During this 17 Fahrenheit heat-up on a hot sunny day, all of those 15,000 pounds of materials are fighting the temperature increase, sucking up the heat, and keeping me cool. By the time the interior temperature DOES finally reach 82F, they have absorbed 5,000 x 17 = 85,000 BTU of heat.
As I mentioned in an earlier article, my central air conditioning system can pump 36,000 BTU of heat per hour out of the house.
The new materials I have added are sucking up an equal amount of heat to running the air conditioner for almost two and a half hours each day!
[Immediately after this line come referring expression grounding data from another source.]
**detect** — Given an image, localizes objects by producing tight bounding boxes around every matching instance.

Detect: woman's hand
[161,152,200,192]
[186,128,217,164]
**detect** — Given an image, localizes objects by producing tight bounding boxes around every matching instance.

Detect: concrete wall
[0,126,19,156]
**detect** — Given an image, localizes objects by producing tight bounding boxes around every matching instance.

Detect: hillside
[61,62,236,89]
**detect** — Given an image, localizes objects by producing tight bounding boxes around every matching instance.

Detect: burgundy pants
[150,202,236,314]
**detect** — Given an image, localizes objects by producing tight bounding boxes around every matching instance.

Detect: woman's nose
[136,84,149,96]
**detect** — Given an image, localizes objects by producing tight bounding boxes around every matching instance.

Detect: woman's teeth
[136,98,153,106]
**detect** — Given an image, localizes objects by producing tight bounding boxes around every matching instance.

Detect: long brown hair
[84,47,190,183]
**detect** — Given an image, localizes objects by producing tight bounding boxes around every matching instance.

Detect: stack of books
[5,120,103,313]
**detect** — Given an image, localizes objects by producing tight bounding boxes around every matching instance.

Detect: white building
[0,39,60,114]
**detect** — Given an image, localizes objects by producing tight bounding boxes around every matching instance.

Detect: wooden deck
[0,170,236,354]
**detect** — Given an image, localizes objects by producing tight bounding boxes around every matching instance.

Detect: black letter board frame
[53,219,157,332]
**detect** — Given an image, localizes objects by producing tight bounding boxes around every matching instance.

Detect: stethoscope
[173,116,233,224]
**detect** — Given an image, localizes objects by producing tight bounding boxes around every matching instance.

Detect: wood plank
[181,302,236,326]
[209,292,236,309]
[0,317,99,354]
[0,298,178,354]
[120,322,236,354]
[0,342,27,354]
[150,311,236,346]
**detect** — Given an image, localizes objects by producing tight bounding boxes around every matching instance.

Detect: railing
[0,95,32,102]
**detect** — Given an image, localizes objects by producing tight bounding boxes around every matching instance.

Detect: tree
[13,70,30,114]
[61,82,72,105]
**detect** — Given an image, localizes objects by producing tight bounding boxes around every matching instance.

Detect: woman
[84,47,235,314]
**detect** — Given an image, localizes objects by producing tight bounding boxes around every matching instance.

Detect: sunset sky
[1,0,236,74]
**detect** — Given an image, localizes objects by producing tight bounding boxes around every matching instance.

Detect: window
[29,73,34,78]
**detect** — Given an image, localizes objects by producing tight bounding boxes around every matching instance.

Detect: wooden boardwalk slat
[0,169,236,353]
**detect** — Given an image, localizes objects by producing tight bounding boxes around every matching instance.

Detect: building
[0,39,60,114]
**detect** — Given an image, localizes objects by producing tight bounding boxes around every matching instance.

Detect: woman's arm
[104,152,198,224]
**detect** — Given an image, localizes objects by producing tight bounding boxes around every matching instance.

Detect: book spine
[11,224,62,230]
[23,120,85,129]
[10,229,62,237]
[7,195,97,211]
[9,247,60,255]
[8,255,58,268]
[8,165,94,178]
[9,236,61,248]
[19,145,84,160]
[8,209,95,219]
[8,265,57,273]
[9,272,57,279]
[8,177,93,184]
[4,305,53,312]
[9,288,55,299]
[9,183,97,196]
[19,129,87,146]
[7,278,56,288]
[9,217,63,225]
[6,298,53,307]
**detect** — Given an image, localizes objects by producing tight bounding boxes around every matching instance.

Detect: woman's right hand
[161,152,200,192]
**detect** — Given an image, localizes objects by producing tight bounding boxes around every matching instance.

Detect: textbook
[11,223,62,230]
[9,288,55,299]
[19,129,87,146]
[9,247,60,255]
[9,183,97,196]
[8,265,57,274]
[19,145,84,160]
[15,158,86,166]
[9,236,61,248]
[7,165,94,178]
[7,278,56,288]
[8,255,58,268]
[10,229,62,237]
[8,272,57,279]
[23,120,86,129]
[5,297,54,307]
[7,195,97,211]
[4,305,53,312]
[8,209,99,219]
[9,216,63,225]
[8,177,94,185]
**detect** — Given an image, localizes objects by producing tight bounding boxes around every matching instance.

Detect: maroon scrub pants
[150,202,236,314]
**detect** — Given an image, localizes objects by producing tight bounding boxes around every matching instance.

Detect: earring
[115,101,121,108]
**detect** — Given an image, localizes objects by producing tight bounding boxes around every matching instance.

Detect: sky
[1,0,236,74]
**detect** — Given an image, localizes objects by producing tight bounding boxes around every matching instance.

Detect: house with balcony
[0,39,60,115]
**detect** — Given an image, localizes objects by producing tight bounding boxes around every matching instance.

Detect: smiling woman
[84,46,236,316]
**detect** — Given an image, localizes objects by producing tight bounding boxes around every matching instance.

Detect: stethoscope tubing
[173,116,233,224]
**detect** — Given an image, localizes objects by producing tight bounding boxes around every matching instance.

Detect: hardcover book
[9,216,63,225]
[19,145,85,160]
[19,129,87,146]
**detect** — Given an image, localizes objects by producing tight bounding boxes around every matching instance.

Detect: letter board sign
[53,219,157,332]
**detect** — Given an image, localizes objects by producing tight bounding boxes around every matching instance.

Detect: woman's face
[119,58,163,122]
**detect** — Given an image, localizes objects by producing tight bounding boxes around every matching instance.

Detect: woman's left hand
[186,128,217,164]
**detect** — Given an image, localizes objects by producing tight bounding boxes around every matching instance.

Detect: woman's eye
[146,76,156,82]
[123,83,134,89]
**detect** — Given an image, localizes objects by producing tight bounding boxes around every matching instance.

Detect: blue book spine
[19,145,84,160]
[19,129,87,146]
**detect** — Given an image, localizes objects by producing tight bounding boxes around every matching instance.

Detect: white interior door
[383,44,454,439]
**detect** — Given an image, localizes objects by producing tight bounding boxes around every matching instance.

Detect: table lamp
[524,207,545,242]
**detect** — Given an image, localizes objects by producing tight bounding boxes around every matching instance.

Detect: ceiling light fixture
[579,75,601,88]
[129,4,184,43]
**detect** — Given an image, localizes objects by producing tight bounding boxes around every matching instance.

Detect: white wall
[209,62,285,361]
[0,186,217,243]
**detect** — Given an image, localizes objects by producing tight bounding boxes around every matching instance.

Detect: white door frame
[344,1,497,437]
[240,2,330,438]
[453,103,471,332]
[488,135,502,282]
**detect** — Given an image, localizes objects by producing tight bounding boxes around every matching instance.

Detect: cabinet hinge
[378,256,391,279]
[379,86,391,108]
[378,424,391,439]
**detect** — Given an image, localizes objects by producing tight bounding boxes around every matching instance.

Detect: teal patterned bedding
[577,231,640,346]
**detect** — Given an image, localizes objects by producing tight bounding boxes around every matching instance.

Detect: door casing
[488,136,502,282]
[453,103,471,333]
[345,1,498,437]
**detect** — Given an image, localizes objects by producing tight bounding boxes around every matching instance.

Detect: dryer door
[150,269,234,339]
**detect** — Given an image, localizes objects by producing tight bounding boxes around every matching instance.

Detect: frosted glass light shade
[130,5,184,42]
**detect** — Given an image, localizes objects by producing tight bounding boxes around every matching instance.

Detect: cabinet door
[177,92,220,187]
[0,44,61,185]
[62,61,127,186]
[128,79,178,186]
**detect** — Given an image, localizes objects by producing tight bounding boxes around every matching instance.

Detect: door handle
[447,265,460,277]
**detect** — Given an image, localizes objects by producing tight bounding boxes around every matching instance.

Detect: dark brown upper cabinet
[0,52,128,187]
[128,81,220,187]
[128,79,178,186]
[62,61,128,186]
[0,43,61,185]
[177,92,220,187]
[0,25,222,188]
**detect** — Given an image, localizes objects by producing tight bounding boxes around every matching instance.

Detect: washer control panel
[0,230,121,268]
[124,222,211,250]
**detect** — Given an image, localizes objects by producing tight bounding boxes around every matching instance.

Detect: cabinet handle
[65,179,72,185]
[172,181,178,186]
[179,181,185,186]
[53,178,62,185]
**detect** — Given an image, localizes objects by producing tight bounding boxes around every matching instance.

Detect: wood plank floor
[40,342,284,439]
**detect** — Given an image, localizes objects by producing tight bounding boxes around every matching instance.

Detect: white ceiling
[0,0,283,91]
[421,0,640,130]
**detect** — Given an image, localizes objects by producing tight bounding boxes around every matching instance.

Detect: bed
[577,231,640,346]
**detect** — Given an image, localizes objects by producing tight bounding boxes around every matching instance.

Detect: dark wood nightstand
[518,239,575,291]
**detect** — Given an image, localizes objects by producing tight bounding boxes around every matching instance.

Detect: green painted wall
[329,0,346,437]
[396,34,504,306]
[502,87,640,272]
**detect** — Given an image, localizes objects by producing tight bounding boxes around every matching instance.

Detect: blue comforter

If I relied on air conditioning to replace what I get for free with this nice cooling feature, I’d be burning an extra 210kWh of electricity per month, almost doubling my bill.
Note that while the thermal mass does suck up heat, you still have to get it back out each night so it can repeat the process the next day – that makes the open windows and the cooling fan even more important.
This rough engineering calculation (which I had never done in detail before writing this article) nicely backs up my anecdotal experience with these renovations: When we first moved into this house, we felt the need to turn on the A/C for a couple hours each afternoon, despite my best efforts at night cooling. Once I had eliminated all the ugly carpet and fixed up the bathrooms, the need for A/C was gone!
Of course, I didn’t spend hundreds of hours installing wood, stone, and tiles just to save electricity. The primary reason was the desire to have a nice comfortable house with stylish natural materials inside. But the practical lesson is the same – when renovating for comfort, think HEAVY. When shopping for a house, if you have the option, keep an eye out for concrete floors, or interior stone or brick walls, and South-Facing windows if you live somewhere with cold winters. And if you really want to get the Mustachian Scientist award, you can make a point of putting heavy things into your house just for the temperature stability they add. A treasure chest full of gold? A large fish tank? A Medieval stone table and chair set? I’ll let your own creativity take the reins on this one.
In the winter, the same effect happens in reverse. Before thermal mass, my house would heat up to shorts-and-tanktop temperature from the relentless horizontal sunshine on winter days, then lose heat quickly at night. Now it stays at a more constant temperature. As I add more south-facing windows, I will add more weight, focusing on heavy but environmentally cheaper materials like reused tile, locally sourced stone or even a wall filled with crushed gravel. True eco-homes have concrete floors and even giant tubes of water in front of their solar gain windows. A few hundred gallons of water can store enough heat to get through an entire winter night, even while it costs only a dollar or two when poured from a tap. And it looks quite neat.
I’m just getting started on my Energy Independent House project. I’m sure some of you are years ahead of me on this, soaking up free sunlight,selling solar power back into the grid, and watering your vegetable gardens with house drainage. But it’s a very fun hobby for me to grow into nonetheless.